Das alleine ist ja auch nichts wirklich ungewöhnliches. Von vielen Produkten gibt es verschiedene Versionen für den nationalen gebrauch und für den Export, die offensichtlich verschiedene aufgebaut und funktionstüchtig sein werden.

Ungewöhnlich ist hier eher, dass LM dauerhaft "Kontakt" zu diesem Produkt halten muss um selbst den grundsätzlichen Betrieb zu sichern. Womit entsprechende Anpassungen auch nach der eigentlichen Beschaffung durchgeführt werden können.

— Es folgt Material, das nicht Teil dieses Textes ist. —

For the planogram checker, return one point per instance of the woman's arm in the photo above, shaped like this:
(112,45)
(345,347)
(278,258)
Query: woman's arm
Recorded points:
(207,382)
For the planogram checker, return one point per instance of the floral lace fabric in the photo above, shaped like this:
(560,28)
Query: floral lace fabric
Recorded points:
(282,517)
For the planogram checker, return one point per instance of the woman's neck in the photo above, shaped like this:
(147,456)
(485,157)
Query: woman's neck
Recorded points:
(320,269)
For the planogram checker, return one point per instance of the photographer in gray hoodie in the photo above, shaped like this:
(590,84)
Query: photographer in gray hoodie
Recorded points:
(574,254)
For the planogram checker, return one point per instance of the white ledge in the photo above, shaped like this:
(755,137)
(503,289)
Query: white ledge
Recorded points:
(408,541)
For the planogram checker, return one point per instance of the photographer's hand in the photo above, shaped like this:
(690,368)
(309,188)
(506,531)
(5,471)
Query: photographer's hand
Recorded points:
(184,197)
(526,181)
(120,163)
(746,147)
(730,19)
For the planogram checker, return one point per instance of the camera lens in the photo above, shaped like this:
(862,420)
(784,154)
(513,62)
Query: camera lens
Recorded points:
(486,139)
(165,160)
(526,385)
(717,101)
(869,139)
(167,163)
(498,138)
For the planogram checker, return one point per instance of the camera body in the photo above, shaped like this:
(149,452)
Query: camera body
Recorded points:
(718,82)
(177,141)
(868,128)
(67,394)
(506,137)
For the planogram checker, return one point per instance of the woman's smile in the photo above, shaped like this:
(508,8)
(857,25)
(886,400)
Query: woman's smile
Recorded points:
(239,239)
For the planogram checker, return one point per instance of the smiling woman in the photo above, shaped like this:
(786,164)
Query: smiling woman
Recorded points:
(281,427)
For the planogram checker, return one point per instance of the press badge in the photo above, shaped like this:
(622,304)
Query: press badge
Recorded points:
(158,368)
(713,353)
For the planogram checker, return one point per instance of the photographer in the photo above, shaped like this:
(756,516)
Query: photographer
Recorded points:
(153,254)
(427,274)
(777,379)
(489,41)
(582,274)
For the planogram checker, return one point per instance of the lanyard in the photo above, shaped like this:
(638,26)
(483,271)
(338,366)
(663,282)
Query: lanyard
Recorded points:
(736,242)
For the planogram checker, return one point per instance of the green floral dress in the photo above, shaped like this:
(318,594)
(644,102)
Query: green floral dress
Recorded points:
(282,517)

Zusätzlich zu dem weitgehend fehlenden Technologietransfer des Produkts. Das ist bei den meisten Produkten so nicht der Fall
Zitat:Dass solche Beschränkungen auch innerhalb der NATO bestehen, sollte für uns dann aber eben zur Konsequenz haben, dass wir solche Systeme weitestgehend meiden. Das würde natürlich auch dann gelten, wenn uns die Franzosen ähnlich eingeschränkte Technik anbieten. Das lässt sich aber eben innereuropäisch über die multinationalen Konzerne sehr viel besser vermeiden.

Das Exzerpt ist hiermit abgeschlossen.